In Eastern Europe, the transition from communism to market economies created fertile ground for corruption, and more than a decade after the fall of communism there are still severe problems. Romania, with 22 million people, is one of the larger countries in the region, and its citizens say corruption is widespread. Now that Romania has been invited to join NATO, many people hope the discipline imposed by requirements for membership will help bring about reforms.
Everybody talks about corruption, but nobody seems to do much about it. That is what many Romanians say, from people on the street to politicians and academics. There are several reasons for the problem. When property was privatized after the fall of communism, lots of money changed hands, much of it in private deals that skirted the law, but were very lucrative. Another channel for abuse came from banking. Many people took loans, but did not pay them back, leading to a banking crisis.
In addition, while some Romanians adjusted to the new freedoms and became wealthy, others, long accustomed to the support the communist system once provided, never adjusted and became poorer.
According to political science professor and analyst Stelian Tanase, the extremes of wealth and poverty are alarming. "Romania is a very divided society, with very deep cleavages, fractures," he said. "It's a very thin minority who made a very large fortune, billions and billions of dollars. You have a very large collection of Porsche, Rolls Royce, Mercedes, BMW cars in Bucharest, maybe the largest in Eastern Europe. Because it's a very thin strata with corrupt people who succeed to bankrupt a lot of banks, to take credits [loans] and don't give them back, or something like this, with the support of politicians. And we have a very large part of the population who live in very poor conditions. Poverty, I think, is one of the most important problems in Romanian society."
The Party of Social Democracy, made up of former communists, heads the present government. It took power after the 2000 elections, and is the largest single party in Parliament
The opposition accuses the government of using money to reinforce, or change, political loyalties. Traian Basescu, the reformist mayor of Bucharest and a key opposition figure, says the government has used its power to undermine the opposition. "Our actual government, issuing the laws in favor of their clients, huge amounts of public money are drained in [go into] the pocket of clients of the government, at national level and at local level," he said. "We lose more than 200 [opposition] mayors in different cities and villages of Romania. Why? Simply because if they are not the same political color [of] the government, all the financial resources for the village or city, were canceled by the government."

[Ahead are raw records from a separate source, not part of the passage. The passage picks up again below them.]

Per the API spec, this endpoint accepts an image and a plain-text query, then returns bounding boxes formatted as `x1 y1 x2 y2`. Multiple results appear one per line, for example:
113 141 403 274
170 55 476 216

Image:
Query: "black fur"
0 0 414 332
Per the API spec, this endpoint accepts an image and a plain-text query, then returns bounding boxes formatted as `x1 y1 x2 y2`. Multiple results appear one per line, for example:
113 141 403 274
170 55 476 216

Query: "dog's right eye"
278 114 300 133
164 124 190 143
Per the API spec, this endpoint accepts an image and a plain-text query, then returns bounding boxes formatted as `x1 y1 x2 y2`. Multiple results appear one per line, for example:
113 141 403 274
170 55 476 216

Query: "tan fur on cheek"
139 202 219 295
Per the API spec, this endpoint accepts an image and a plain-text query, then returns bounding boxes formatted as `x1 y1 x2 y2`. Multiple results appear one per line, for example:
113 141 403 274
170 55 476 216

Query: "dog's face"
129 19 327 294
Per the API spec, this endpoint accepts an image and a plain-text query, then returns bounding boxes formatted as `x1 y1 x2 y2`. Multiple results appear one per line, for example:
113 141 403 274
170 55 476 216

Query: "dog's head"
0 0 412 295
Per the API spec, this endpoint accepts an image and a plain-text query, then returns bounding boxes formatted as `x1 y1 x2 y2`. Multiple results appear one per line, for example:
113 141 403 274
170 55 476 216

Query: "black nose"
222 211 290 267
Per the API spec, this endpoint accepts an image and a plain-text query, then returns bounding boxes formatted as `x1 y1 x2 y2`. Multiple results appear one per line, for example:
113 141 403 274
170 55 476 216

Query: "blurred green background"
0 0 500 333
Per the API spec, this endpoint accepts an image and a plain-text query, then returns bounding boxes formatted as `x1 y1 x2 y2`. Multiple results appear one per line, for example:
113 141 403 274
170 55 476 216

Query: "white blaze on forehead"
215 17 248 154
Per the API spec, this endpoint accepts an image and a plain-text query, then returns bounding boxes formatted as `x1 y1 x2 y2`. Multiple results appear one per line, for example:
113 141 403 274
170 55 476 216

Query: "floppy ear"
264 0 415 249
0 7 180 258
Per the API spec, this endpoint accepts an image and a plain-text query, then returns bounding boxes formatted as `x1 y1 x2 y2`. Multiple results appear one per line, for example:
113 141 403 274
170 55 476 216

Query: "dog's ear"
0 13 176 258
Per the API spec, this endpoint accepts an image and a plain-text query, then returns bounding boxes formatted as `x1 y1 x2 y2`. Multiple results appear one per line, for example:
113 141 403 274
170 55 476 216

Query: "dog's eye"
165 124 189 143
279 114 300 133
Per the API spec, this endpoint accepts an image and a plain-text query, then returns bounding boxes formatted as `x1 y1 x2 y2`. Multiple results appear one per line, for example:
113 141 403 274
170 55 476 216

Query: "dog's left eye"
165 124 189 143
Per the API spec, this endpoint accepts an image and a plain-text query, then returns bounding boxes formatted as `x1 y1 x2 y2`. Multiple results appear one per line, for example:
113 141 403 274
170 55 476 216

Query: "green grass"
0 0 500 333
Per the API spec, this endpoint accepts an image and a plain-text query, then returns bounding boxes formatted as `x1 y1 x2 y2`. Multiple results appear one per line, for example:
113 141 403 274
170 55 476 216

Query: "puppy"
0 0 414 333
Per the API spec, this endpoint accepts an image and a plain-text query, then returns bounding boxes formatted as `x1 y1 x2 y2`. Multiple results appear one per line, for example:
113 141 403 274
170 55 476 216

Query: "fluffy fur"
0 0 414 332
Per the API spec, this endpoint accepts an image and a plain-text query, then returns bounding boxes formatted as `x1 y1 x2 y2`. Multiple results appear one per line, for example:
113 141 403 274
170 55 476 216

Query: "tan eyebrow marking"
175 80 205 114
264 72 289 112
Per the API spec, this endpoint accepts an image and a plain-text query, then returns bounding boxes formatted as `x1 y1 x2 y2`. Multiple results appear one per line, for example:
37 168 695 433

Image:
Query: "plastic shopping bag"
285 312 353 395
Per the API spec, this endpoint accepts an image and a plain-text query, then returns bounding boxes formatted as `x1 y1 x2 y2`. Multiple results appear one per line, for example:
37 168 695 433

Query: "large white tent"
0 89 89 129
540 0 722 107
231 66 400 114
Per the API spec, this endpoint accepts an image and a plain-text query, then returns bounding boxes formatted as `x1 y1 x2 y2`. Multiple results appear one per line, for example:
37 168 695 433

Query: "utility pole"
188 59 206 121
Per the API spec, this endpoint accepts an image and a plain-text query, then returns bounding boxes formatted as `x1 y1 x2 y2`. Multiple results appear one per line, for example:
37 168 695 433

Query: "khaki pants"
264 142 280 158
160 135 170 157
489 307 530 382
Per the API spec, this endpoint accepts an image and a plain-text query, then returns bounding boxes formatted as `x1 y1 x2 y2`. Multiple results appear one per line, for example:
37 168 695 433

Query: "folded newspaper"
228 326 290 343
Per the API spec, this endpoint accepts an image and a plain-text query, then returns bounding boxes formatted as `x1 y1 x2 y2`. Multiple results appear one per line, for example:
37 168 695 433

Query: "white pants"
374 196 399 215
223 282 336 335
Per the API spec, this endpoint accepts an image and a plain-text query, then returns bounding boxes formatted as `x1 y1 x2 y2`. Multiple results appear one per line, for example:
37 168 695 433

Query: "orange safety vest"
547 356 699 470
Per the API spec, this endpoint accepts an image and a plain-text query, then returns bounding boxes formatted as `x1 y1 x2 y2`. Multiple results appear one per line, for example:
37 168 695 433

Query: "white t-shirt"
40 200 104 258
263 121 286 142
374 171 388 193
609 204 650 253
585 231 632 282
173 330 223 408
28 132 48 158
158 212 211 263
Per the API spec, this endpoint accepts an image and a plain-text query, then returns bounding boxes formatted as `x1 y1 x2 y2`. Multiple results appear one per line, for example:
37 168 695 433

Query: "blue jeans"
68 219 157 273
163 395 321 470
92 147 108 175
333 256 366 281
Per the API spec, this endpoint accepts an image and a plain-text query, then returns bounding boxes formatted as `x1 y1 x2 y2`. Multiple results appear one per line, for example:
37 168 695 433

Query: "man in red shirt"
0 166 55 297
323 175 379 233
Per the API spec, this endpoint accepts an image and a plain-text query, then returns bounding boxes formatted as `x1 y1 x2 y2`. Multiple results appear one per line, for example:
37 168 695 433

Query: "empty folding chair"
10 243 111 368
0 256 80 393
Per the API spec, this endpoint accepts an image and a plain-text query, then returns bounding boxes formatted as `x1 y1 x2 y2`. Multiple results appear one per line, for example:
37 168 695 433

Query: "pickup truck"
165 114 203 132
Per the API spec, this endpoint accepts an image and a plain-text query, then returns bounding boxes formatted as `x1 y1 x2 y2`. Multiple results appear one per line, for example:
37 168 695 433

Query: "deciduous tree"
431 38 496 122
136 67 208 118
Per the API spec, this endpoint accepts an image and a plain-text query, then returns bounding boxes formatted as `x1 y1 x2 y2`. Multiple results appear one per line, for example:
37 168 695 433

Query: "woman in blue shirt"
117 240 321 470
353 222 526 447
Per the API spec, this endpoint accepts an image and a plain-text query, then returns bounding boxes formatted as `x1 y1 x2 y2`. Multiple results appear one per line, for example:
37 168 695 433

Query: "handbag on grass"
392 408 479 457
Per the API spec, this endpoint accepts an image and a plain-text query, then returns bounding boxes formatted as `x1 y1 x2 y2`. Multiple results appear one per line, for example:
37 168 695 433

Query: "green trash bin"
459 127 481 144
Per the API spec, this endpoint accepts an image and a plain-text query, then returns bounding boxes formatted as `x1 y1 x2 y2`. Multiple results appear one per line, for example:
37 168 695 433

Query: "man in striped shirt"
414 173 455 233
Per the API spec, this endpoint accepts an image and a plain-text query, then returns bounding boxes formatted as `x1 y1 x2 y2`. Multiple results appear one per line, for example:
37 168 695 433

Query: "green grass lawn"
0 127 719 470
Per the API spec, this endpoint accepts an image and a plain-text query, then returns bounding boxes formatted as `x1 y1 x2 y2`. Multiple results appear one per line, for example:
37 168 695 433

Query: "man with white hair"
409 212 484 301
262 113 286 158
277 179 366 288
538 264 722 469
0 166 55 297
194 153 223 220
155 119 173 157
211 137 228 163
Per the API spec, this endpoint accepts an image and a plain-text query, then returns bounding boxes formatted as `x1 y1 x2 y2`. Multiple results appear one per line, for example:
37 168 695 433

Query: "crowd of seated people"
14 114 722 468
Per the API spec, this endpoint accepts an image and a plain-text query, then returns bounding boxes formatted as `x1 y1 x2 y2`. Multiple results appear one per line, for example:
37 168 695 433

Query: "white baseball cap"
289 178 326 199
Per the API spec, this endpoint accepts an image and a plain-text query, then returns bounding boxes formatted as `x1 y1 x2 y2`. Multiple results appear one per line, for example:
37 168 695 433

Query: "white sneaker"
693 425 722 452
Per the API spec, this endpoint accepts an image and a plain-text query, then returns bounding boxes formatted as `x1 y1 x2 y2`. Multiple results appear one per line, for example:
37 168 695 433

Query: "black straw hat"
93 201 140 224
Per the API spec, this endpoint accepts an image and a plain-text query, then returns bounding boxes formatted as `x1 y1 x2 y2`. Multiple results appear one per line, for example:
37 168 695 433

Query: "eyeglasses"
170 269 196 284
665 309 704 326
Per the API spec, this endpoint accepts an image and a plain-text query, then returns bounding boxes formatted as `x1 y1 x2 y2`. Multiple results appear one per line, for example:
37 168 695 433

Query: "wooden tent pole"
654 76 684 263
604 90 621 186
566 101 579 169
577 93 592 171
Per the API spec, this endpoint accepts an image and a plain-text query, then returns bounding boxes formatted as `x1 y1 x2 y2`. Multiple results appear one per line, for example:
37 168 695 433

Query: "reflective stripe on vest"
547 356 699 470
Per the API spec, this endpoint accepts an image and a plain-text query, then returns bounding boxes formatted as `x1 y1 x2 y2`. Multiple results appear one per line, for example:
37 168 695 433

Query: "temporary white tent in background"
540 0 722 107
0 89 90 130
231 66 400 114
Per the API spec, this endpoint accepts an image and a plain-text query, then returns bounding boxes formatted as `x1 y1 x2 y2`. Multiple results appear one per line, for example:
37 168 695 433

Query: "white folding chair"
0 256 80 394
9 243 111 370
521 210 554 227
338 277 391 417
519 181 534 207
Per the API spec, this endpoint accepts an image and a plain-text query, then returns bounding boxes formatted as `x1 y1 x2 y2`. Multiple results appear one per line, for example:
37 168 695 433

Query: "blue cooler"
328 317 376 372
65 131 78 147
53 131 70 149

The government, however, says it favors steps to fight such conflicts of interest. And Prime Minister Adrian Nastase argues that more efficient institutions are needed. "In our country, like in other East European countries, there is a huge gap between resources and aspiration of the people," said Adrian Nastase. "I think that by eliminating, little-by-little, the situation of relative poverty, is one of the ways to deal with the temptation for corruption. And, of course, I think it's important to have better legislation for the conflict of interest at the political level. And it is also important to have more efficient institutions dealing with those who infringed the law."
You do not have to go to professors or prime ministers to hear about corruption. The Romanian people are more than willing to tell you all about it.
"It is serious, because, maybe you can see in all the institutions, this is a bad thing. It is very present," said one Romanian.
Another added, "Corruption is everywhere; is in local administration; is in central administration; is everywhere. You don't see corruption, you feel it. Is the distance between my salary, $100 [per month], and huge benefits uncalculated and unseen for fiscal institutions who have to control [oversee] the benefits of all people in Romania, and do not control anything."
"The difference between the lower class and the upper class - it's horrible. The people from NATO should come here to see the real thing," observed one woman.
Still another Romanian felt there might be a slight improvement. "Corruption I think is almost everywhere. But I've seen that people try to get rid of it, and are more correct in last months. They are trying to change," he said.
Many observers here say, corruption and poverty are the two biggest threats to Romania. If nothing is done about them soon, says former Finance Minister Daniel Dainu, the patience of the people could run out. "There is a lot of corruption. It comes out in the polls," he said. "It seems to be one of the highest priorities of the people at large, the citizens, more than politics. This is very interesting. If I were a politician, I would be very concerned about it. People may accept a tougher period of time and sacrifices. But, if there is a combination of hard times and declining incomes, with a feeling that people are abused, [that] they are taken advantage of, [that] they are not respected, that's not going to produce a good result."
Romanians say they are patient people. They say, perhaps, they have been too patient. They are dealing with hardships, but want to attain Western political and economic standards. Many hope the requirements needed to achieve membership in NATO and the European Union will force the reforms needed to eliminate corruption and other abuses.